Islamic religion is widespread in West Africa, and share grounds with Christian and Animist beliefs, but recent issues have altered an already fragile equilibrium shifting the balance towards radical Islamic insurgence. One of the main reasons for this alteration has been the ill-pondered policy of supporting rebels in Libya.
The huge amount of weapons available created a support to groups willing to start a similar war of liberation against their own governments. The origins of this arsenal can be traced as follows: Gaddafi’s Army equipment, NATO supply to rebels and black market. During the Libyan civil war, and especially after, a huge amount of heavy weaponry, as well bacteriological a chemical arsenal known to be in possess by Gaddafi went missing or unaccounted for. France troops faced a well-equipped fighters with modern weapons and not only guns and pick-ups.
The problem with Mali is that the Islamic infiltration and insurgence is spilling across borders and will not be solved unless neighbouring countries will be able to contrast themselves internal groups. The latest news from Algeria are the demonstration on how easily the war can spill over and how governments are often unable to guard their border and ensure security.

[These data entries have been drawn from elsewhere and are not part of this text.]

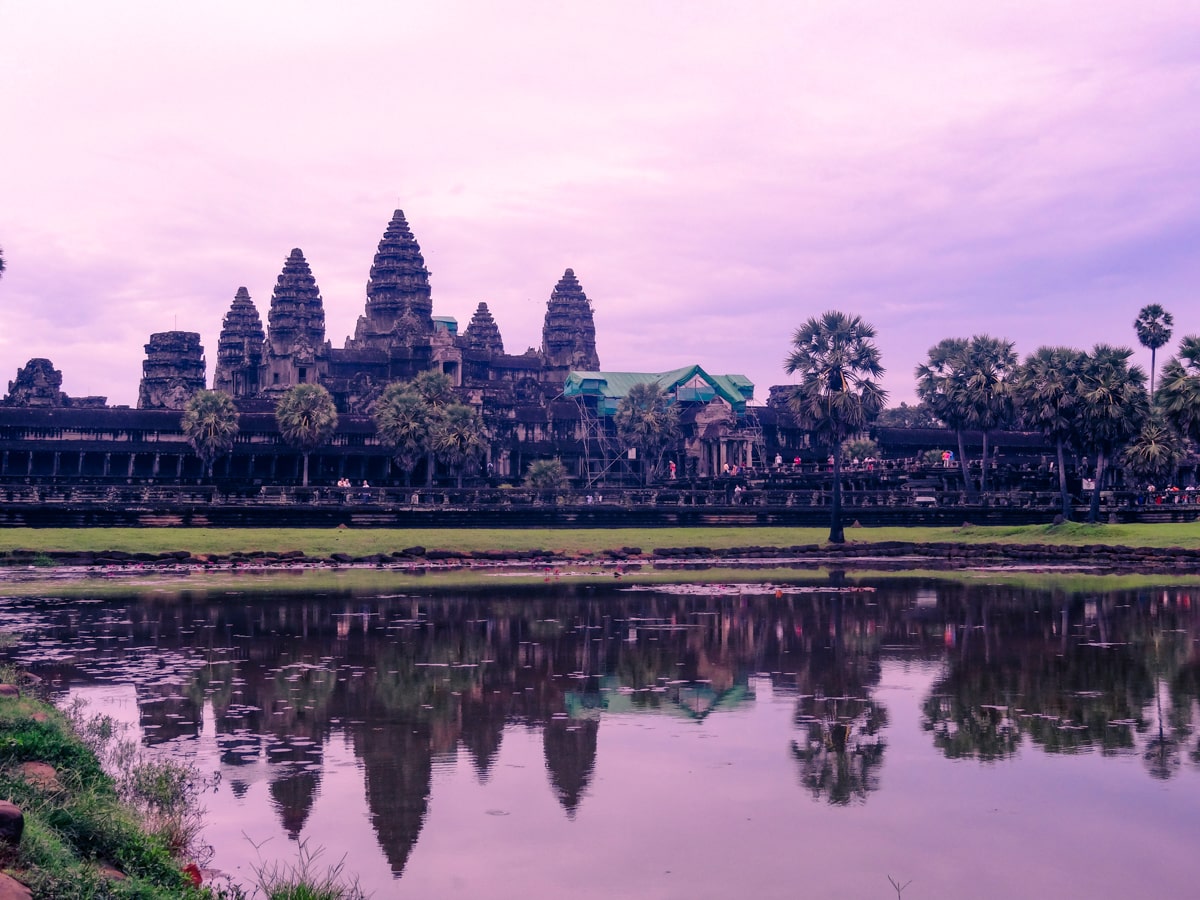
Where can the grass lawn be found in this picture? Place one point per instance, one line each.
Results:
(323, 541)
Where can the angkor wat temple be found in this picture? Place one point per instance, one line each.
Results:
(547, 402)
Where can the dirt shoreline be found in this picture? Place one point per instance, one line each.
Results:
(889, 553)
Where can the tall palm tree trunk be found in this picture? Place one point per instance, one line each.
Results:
(1062, 480)
(983, 467)
(1093, 513)
(837, 534)
(963, 467)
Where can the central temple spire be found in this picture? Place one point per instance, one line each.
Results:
(399, 295)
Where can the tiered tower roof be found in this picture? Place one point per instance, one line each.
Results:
(569, 334)
(483, 334)
(239, 348)
(399, 287)
(297, 317)
(172, 371)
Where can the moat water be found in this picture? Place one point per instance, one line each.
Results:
(783, 741)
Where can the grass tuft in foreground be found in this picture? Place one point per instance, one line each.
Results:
(306, 880)
(79, 829)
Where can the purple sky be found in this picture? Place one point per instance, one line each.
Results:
(714, 173)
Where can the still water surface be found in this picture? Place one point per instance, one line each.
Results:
(743, 741)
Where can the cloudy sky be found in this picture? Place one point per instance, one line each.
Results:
(715, 173)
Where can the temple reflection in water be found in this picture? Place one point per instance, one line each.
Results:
(411, 683)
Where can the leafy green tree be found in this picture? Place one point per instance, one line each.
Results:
(457, 438)
(436, 390)
(648, 423)
(1155, 453)
(1113, 396)
(402, 423)
(918, 415)
(546, 477)
(967, 384)
(1179, 395)
(940, 385)
(1047, 391)
(1153, 329)
(307, 418)
(839, 393)
(989, 366)
(210, 424)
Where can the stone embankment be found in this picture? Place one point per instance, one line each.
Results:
(942, 555)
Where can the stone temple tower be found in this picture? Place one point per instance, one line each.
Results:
(173, 370)
(295, 337)
(483, 335)
(400, 305)
(569, 333)
(240, 349)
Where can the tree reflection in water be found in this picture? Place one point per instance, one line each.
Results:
(408, 682)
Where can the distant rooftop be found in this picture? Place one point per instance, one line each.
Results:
(690, 384)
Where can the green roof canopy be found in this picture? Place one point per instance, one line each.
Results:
(690, 384)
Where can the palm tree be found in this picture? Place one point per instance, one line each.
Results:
(1114, 402)
(307, 418)
(402, 423)
(648, 423)
(839, 393)
(457, 438)
(1155, 453)
(1179, 395)
(990, 365)
(1153, 329)
(1047, 394)
(210, 424)
(546, 477)
(940, 385)
(436, 390)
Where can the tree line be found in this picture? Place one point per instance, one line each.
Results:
(1092, 402)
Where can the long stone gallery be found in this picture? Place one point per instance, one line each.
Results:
(547, 402)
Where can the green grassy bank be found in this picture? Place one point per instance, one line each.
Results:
(325, 541)
(81, 839)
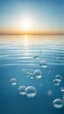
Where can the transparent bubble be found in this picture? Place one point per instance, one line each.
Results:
(43, 64)
(30, 91)
(41, 85)
(38, 74)
(58, 77)
(58, 103)
(21, 90)
(31, 76)
(49, 92)
(13, 81)
(56, 82)
(36, 57)
(62, 89)
(28, 74)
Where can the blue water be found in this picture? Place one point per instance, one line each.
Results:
(16, 58)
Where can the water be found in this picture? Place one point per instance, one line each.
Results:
(21, 55)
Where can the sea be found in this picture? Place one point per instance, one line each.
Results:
(31, 74)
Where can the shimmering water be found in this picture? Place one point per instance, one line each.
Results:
(31, 74)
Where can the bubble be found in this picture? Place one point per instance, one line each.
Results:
(58, 77)
(43, 64)
(41, 85)
(58, 103)
(36, 57)
(21, 90)
(62, 89)
(13, 81)
(30, 91)
(31, 76)
(28, 74)
(56, 82)
(38, 74)
(49, 92)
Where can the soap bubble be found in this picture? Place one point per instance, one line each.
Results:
(36, 57)
(30, 91)
(43, 64)
(38, 74)
(49, 92)
(56, 82)
(58, 77)
(21, 90)
(62, 89)
(30, 75)
(13, 81)
(58, 103)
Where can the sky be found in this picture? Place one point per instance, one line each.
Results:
(32, 15)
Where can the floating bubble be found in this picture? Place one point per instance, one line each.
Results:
(30, 91)
(41, 85)
(63, 97)
(13, 81)
(21, 90)
(62, 89)
(28, 74)
(58, 103)
(43, 64)
(36, 57)
(31, 76)
(58, 77)
(56, 82)
(38, 74)
(49, 92)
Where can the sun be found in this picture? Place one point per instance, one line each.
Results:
(27, 24)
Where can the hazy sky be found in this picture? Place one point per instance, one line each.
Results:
(41, 14)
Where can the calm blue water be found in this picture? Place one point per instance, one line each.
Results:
(16, 59)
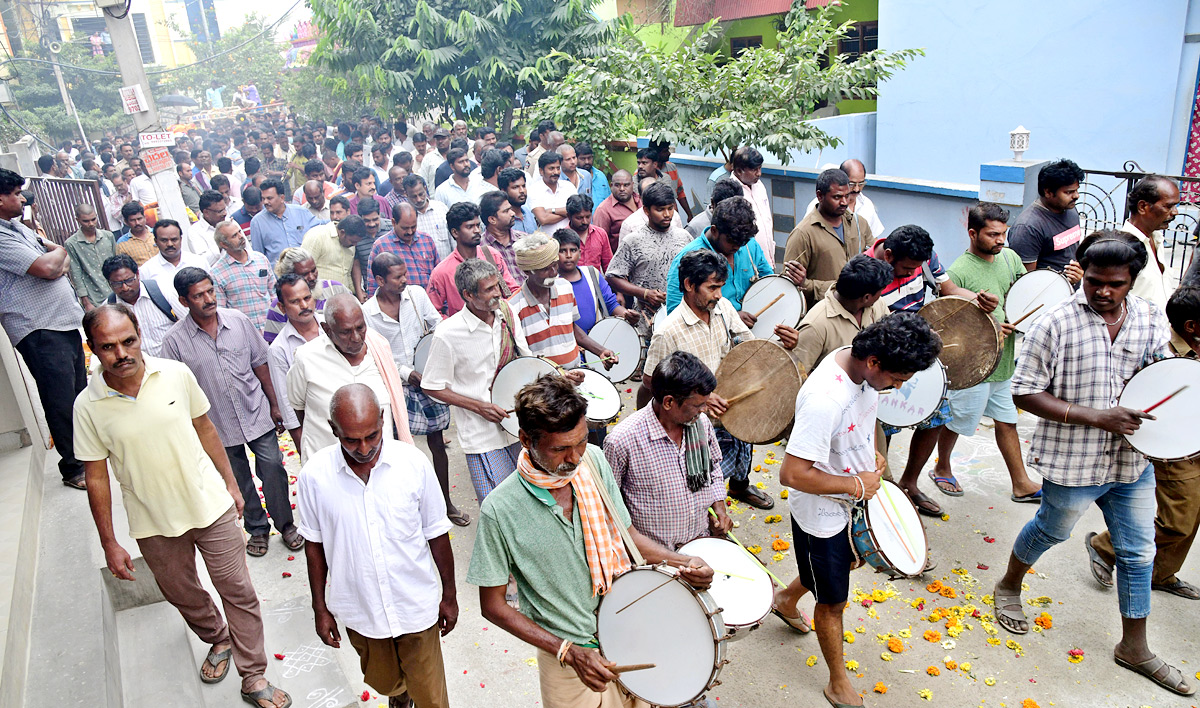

Taking into account the above, the struggle for Mali is far greater than a simply intervention to eliminate terrorists; is the struggle for the survival of West African states. The war and external intervention will be unfruitful if they will not be followed by addressing corruption of political class in Africa, reviving economy, solving ethnic and tribal claims, empowering armies on technical side whilst improving their records in dealing with civil liberties.
A military intervention without political agenda will lead, most likely, in the short term to a victory but incapacity in building strong institutions in the long, thus leaving the door open elsewhere for a new war/rebellion to start again. Western intervention without a comprehension of African malaise will lead to neo-colonialism, whilst African intervention without understanding western uneasiness towards terrorism will lead the fragile institutions exposed to new revolutions.
Mali can be either a victorious page for the international diplomacy or follow the horrific path of similar campaigns in Somalia.